Saturday, December 24, 2011

Neural Network Framework for Java

I spent the last month learning how to use Self-Organizing Maps (SOM) for my Neural Network course. I used a SOM to perform instance matching (which is not typically what it is used for) with the intention that possibly it could be used in a 2-level fashion or with some other supervised approach. Think of SOM as a clustering technique. It maps high dimensional data into a lower dimension (typically 2-D) space and it enables one to visually see the data in 2-D. The beauty of a SOM is that it is unsupervised which means you do not need to specify the desired output for your training set.

It outperformed K-Means when running comparison tests using the OAEI IIMB benchmark both in F-Measure scores and CPU time.


I used Encog for the Neural Net framework. I experienced a lot of memory issues but for the most part I was quickly running a SOM, K-Means and SVM comparison test.

For the next test, I think using Matlab, Weka or R might be a better approach. As much as I like to keep things nice and clean in the code.
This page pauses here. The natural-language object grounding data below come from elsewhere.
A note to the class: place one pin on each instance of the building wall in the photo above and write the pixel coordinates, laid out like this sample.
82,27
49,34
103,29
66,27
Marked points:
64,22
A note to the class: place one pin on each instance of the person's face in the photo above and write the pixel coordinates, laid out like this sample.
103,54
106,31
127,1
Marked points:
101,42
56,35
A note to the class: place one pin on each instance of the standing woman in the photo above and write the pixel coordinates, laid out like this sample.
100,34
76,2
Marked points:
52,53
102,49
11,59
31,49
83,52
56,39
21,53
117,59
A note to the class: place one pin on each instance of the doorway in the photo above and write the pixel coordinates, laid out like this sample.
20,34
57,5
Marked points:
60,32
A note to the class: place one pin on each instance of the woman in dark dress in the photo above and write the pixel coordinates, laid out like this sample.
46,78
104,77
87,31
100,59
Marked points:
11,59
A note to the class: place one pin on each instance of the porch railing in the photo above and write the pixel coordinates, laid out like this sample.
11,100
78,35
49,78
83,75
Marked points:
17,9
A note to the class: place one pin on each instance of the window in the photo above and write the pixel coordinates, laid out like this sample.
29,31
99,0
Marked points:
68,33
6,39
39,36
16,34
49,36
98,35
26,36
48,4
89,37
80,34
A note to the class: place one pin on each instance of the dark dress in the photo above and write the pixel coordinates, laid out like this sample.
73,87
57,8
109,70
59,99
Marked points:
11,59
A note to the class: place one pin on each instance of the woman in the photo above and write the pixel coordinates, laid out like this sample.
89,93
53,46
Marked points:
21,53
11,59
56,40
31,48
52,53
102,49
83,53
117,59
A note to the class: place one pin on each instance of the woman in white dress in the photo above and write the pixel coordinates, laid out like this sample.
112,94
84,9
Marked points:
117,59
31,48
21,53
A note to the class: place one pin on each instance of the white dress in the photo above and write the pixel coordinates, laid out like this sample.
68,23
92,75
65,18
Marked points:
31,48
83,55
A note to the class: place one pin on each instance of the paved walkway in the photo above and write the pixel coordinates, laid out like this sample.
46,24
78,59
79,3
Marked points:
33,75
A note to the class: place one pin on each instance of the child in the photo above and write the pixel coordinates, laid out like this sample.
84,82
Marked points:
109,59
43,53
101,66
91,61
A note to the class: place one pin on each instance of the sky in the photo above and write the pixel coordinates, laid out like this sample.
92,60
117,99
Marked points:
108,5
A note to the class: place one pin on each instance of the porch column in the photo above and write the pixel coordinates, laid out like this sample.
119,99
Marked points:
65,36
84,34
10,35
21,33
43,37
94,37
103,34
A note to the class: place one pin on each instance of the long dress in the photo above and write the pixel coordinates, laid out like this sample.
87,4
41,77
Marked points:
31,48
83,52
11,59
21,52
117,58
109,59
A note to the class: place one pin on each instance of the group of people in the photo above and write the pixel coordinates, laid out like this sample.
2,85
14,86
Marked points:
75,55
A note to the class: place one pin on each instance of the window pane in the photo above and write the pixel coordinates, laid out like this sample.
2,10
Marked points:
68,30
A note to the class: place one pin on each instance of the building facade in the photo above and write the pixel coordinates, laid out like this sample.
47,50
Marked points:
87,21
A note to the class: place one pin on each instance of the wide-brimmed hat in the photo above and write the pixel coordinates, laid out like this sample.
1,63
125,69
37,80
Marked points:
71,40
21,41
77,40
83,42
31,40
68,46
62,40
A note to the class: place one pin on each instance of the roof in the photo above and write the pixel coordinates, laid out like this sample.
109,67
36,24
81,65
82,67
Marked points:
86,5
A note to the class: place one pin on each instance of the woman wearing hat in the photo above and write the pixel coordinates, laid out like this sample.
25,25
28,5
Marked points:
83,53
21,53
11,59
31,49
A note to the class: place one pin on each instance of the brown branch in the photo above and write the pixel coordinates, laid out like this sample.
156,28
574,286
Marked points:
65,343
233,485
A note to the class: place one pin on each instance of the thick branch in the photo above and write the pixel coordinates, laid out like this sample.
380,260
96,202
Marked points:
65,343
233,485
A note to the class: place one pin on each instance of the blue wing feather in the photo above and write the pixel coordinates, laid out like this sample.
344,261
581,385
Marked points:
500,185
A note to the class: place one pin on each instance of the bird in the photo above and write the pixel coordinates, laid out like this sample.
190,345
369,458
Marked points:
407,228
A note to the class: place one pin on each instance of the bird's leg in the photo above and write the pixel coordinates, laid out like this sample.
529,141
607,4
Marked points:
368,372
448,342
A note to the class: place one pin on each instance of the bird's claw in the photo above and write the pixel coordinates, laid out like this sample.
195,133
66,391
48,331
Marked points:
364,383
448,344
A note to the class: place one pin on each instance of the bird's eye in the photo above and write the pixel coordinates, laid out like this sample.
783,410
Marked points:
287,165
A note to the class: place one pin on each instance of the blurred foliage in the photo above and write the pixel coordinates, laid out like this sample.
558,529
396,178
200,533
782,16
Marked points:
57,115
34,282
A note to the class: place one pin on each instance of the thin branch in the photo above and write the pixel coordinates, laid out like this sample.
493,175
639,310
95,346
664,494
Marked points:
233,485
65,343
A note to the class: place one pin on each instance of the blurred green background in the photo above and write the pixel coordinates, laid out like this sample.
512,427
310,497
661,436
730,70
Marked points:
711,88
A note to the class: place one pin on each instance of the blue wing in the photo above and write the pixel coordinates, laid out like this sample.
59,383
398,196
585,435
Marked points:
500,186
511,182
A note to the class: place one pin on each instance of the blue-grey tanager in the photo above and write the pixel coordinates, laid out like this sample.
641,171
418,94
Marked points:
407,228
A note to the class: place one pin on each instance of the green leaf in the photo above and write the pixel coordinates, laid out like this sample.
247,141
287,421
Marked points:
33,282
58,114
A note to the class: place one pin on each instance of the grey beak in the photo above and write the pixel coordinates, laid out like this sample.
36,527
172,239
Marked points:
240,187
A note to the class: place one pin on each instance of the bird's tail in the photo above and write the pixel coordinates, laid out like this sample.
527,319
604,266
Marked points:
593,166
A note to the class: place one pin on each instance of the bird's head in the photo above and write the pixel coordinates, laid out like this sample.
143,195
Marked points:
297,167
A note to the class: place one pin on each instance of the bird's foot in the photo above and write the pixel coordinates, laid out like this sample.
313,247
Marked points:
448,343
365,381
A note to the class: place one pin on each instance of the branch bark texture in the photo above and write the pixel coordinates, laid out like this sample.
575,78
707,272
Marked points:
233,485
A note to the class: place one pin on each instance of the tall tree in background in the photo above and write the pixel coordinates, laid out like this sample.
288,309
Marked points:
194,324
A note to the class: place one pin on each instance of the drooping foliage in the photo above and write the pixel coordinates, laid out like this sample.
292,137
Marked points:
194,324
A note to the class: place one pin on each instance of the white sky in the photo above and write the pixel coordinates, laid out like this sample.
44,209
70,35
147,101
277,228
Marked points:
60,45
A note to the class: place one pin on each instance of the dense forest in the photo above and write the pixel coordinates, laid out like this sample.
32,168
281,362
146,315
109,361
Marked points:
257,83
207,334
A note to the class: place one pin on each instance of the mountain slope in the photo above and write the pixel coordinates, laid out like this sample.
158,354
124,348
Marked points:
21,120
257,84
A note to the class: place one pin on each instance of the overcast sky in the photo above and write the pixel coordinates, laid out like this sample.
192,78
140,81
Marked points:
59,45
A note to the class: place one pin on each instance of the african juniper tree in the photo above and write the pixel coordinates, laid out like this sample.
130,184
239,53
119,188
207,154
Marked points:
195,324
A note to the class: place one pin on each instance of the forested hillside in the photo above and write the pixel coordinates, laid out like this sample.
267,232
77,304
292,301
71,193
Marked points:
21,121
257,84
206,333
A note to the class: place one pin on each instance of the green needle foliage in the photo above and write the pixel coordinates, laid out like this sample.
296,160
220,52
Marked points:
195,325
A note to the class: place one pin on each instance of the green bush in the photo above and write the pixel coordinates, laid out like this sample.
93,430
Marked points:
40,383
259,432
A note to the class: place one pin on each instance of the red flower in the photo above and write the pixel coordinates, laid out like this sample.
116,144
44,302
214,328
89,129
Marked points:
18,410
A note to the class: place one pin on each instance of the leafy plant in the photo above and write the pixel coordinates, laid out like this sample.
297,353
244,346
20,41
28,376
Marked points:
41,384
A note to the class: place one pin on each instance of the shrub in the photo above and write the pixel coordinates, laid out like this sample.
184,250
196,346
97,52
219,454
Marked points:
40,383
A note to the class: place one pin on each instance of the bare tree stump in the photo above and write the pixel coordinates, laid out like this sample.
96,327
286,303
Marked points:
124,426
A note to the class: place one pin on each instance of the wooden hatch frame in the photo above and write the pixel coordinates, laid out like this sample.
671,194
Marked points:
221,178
I quickly have memory issues as I increase the number of instances to test.

Code Sample for Encog SOM (based on the Encog example):

//Set of the training data, no desired output in this case
MLDataSet training = new BasicMLDataSet(trainingInput,null);

// Create the SOM neural network with an input count and an output count
// This is basically your input node size and output node size
// One point of improvement
SOM network = new SOM(inputNodeSIze,ouputNodeSize);

//reset the nework
network.reset();

//Here you specify your parameters i.e. learning rate and neighborhood function
//I used the NeighborhoodSingle here but clearly that is not the best choice
//Next round of tests will use a RBF and a GaussianFunction
//.7 for learning rate is not unreasonable
BasicTrainSOM train = new BasicTrainSOM(
network,
0.7,
training,
new NeighborhoodSingle());
//new NeighborhoodRBF(sizes, RBFEnum.Gaussian)

//store the winner in a space in the 2-d array reserved
//calling code will lump instances that have the same winner
//to determine which instances are 'similar'
double[][] newItems = new double[input.length][];
int i=0;
for (double[] item: input)
{
item[item.length-2]=network.winner(new BasicMLData(item));
newItems[i] =item;
i++;
}
Encog.getInstance().shutdown();